Siemens believes digitalization can be further applied in the region to achieve efficiencies that aid the UAE’s sustainability targets, which include increasing the share of clean energy contribution to 24 percent of total power generation, and mitigating the effects of climate change through preventative measures such as CO2 reduction.
“These are two examples to which Siemens can immediately apply advanced technology, enhanced by digitalization. We are deploying our wind technology in the region, and fluctuations in the power supplied by renewables demand intelligent energy management. Self-learning software can enable a wind farm to predict electricity output over a 72-hour period with 90 percent accuracy, enabling more efficient and stable integration into a mixed grid. Going further, smart grid technologies can reduce the costs of integrating that energy by up to 40 percent,” says Siersdorfer.
Siemens is increasingly viewing traditional infrastructure as a solid foundation on which to build a network of smart devices and systems. In power generation Siemens already uses digitalization to analyze the vast amounts of data produced at a power plant to significantly lower emissions, increase efficiency, improve reliability and lengthen lifecycle.

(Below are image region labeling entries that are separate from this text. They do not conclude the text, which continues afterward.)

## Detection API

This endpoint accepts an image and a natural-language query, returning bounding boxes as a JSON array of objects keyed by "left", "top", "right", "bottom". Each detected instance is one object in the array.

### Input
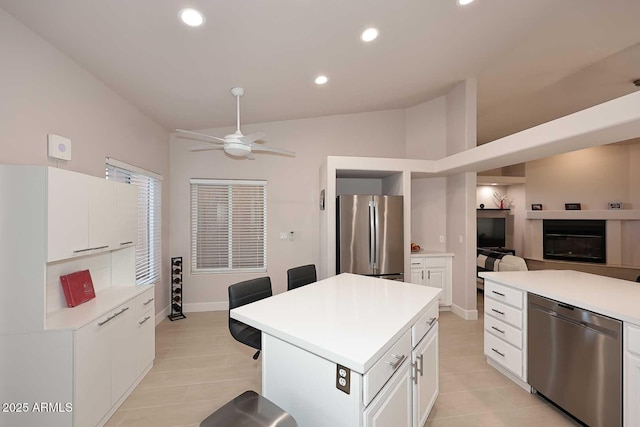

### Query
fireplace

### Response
[{"left": 542, "top": 219, "right": 607, "bottom": 264}]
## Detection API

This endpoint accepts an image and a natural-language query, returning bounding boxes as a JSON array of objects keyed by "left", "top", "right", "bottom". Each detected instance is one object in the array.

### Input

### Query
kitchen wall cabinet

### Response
[
  {"left": 410, "top": 253, "right": 453, "bottom": 306},
  {"left": 0, "top": 165, "right": 155, "bottom": 427}
]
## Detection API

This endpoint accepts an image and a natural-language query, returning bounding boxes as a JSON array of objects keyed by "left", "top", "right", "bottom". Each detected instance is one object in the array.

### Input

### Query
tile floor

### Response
[{"left": 107, "top": 292, "right": 579, "bottom": 427}]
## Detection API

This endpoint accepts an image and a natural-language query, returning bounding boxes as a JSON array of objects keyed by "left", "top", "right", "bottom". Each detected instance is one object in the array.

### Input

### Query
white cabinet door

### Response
[
  {"left": 116, "top": 184, "right": 138, "bottom": 249},
  {"left": 73, "top": 313, "right": 114, "bottom": 426},
  {"left": 411, "top": 268, "right": 424, "bottom": 285},
  {"left": 425, "top": 268, "right": 447, "bottom": 305},
  {"left": 363, "top": 361, "right": 413, "bottom": 427},
  {"left": 411, "top": 322, "right": 440, "bottom": 427},
  {"left": 88, "top": 177, "right": 116, "bottom": 250},
  {"left": 623, "top": 351, "right": 640, "bottom": 427},
  {"left": 47, "top": 168, "right": 89, "bottom": 262},
  {"left": 109, "top": 300, "right": 138, "bottom": 405}
]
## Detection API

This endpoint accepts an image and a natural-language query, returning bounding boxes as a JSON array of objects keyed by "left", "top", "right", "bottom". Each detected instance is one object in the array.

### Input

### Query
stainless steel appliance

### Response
[
  {"left": 336, "top": 195, "right": 405, "bottom": 280},
  {"left": 527, "top": 294, "right": 622, "bottom": 427}
]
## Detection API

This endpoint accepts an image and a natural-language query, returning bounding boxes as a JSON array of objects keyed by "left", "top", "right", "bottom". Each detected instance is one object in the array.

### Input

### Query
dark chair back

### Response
[
  {"left": 229, "top": 276, "right": 273, "bottom": 359},
  {"left": 287, "top": 264, "right": 318, "bottom": 291}
]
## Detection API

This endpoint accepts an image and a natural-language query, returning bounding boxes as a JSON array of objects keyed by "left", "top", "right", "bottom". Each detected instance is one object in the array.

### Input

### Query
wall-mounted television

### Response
[{"left": 478, "top": 218, "right": 507, "bottom": 248}]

“In building infrastructure we also have proven, with our award-winning Middle East headquarters in Masdar City, that by using the data from an intelligent building management system it is possible to reduce power and water usage by more than 50 percent. Connecting this infrastructure together, merging the virtual world of data with the physical world, is a key driver of sustainability in the Middle East. We have the technology to do this, today.”
In 2015 Siemens launched its expanded concept of the Internet of Things for industrial applications; the Web of Systems. The Web of Systems is a cornerstone of the company’s digitalization strategy, in which devices and machines such as those produced by Siemens, as well as their interactions in systems, are at
the center of a digitally-networked industrial landscape. It connects the world of data with the real physical world using web technologies to make industrial devices and equipment smart. These smart networked devices interact with and understand one another, enabling engineering to be simplified and devices and systems to be more flexible.